Wednesday, October 12, 2011

Shut out the so-called Independents

(First published in The Pioneer dated October 12, 2011)

RAJESH SINGH

Those who oppose the replacement of the current first-past-the-post system that elects our representatives to the State Assemblies and Parliament, with the ‘majority’ system in which only a candidate that gets 50 per cent of the total votes polled plus at least one more is declared the winner, argue that, given the large number of contestants for each seat, it is near impossible for a candidate to secure 50 per cent of the total votes registered. It is a valid assertion, but not a reason to continue with a distorted system that gives us representatives who do not largely represent the majority of the voters. Ways must be found to reduce the fragmentation of votes that results in no candidate getting a majority chunk of the votes registered.

There are two important ways by which such division of votes among multiple parties and individuals can be curtailed to a large extent. One, through an enlightened electorate that across the country stops voting on the strength of parochial interests of regionalism, caste and religion; and two, by pruning down the number of contestants. While the first is still a chimera and will take long to evolve, the second option is at least in the realm of possibility because it can be done through amendments to our electoral laws. The step that needs to be taken here is to have laws that bars (or at least discourages) independent candidates from participating in the elections.

On the face of it, the proposal is outrageous because it seemingly impinges on the right of an eligible Indian citizen to contest elections. But this personal right has to be viewed in the context of the larger gain to Indian democracy, and this is the reason why several experts believe that any prospective poll reform must include such a provision. The Election Commission of India has, for instance, strongly pitched for the reduction of “non-serious” candidates in the electoral fray. They are largely the independents. While the poll panel offers a different reason for its suggestion — the proliferation of such candidates makes elections “cumbersome, expensive and unmanageable” — the fact also is that they lead to an unnecessary division of votes.
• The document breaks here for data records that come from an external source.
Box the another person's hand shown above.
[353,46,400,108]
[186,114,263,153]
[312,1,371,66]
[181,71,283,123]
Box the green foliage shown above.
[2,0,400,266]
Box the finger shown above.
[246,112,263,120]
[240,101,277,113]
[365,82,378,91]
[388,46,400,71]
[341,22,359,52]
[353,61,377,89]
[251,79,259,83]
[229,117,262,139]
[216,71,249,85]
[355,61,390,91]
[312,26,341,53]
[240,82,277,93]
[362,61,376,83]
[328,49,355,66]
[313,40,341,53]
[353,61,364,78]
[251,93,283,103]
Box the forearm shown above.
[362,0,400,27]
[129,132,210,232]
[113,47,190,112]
If the Government believes that prohibiting independent candidates from contesting polls would be too radical a measure and could invite legal challenges, it should hike by at least three times the existing security deposit. The National Commission to Review the Working of the Constitution, 2002, had suggested doubling it. It had also recommended that an independent candidate who loses an election and contests another should pay a security deposit that is double the amount he paid in the earlier poll. The Commission had also suggested that, if an independent contestant fails to win five per cent of the total votes polled, he should be barred from contesting as an independent again for six years. If all of these suggestions are faithfully implemented, they alone would drastically reduce the number of independent candidates, if not altogether eliminate them from the candidates’ list for now.
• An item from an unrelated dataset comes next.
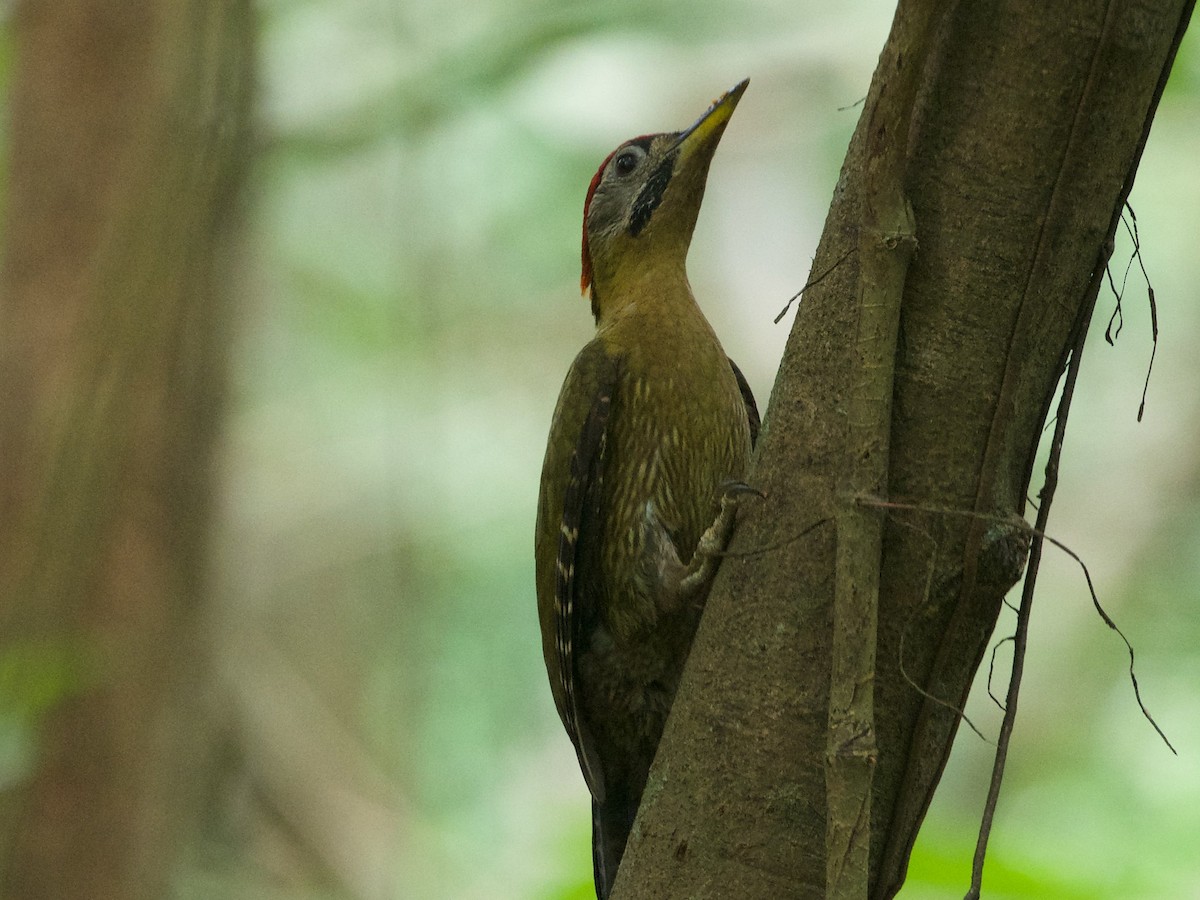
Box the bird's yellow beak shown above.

The argument that such contestants represent an independent voice and, therefore, occupy an important space largely dominated by political parties, appears an attractive one, but the facts tell a different tale. A vast number of the elected independent candidates end up supporting one political party or the other. Post-election, in various States, these independent Legislators have become virtual extensions of political parties and Governments, actively participating in their deliberations and activities. So, the sense of independence is already gone. Independents often use their ‘unattached’ status to bargain for themselves a generous deal from political parties, and become the cause of political instability where they command some leeway.
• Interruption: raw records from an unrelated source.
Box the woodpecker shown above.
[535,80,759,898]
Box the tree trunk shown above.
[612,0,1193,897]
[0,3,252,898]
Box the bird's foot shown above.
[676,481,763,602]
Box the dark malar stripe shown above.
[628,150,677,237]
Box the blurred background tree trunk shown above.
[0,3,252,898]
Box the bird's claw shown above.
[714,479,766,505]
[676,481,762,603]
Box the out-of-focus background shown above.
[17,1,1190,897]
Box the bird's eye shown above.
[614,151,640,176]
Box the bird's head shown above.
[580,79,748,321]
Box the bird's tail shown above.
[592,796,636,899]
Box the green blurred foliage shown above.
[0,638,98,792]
A number of independents who contest elections are rebel party candidates, entering the fray after being denied the ticket by their party or because of some other grievance. They can, therefore, be hardly called ‘independents’. In many cases, post-elections they either revert to their party or latch up with another party. Again, in several instances, dummy candidates put up by political parties strut about as ‘independents’, thus queering the electoral pitch.

All in all, on most occasions, the independent candidates have remained far from independent, and, thus, no harm would be done if their numbers are curtailed or even done away with.

In any case, very few of the independent candidates get elected to the Legislatures or the Parliament to make a strong case for their continuance in the electoral system. According to a report of the Law Commission of India, submitted to the Union Government in May 1999, while as many as 1915 candidates fought elections to the 12th Lok Sabha as independents, a mere six of them were elected. As the Indrajit Gupta Committee report on State Funding of Elections remarked in relation to the 1996 Parliamentary polls, “Out of 10,635 independent candidates, only nine (0.08 per cent) of such candidates won and 10,603 (99.70 per cent) forfeited their deposits.”

This had been the trend even earlier and has continued later as well. According to the Election Commission of India’s statistics, 2,385 candidates contested the 2004 Lok Sabha election as independents, and only five won. This is barely 0.2 per cent. And, a huge 99.37 per cent lost their deposits. Even the 2009 Lok Sabha election reflected a more or less similar situation, with just nine independents managing to enter the Lok Sabha, though as many as 3829 independents participated in the elections.

It is, therefore, not surprising that the Law Commission has had no hesitation in concluding that “the time is now ripe for debarring independent candidates from contesting Lok Sabha and Legislative Assembly elections.”

The elimination of the independents from elections should actually be welcomed by the political parties, because not only will it check pre-poll rebellion but also help their candidates secure a more representative mandate from the electorate. The ‘50 per cent and at least one vote more’ idea will then be closer to reality.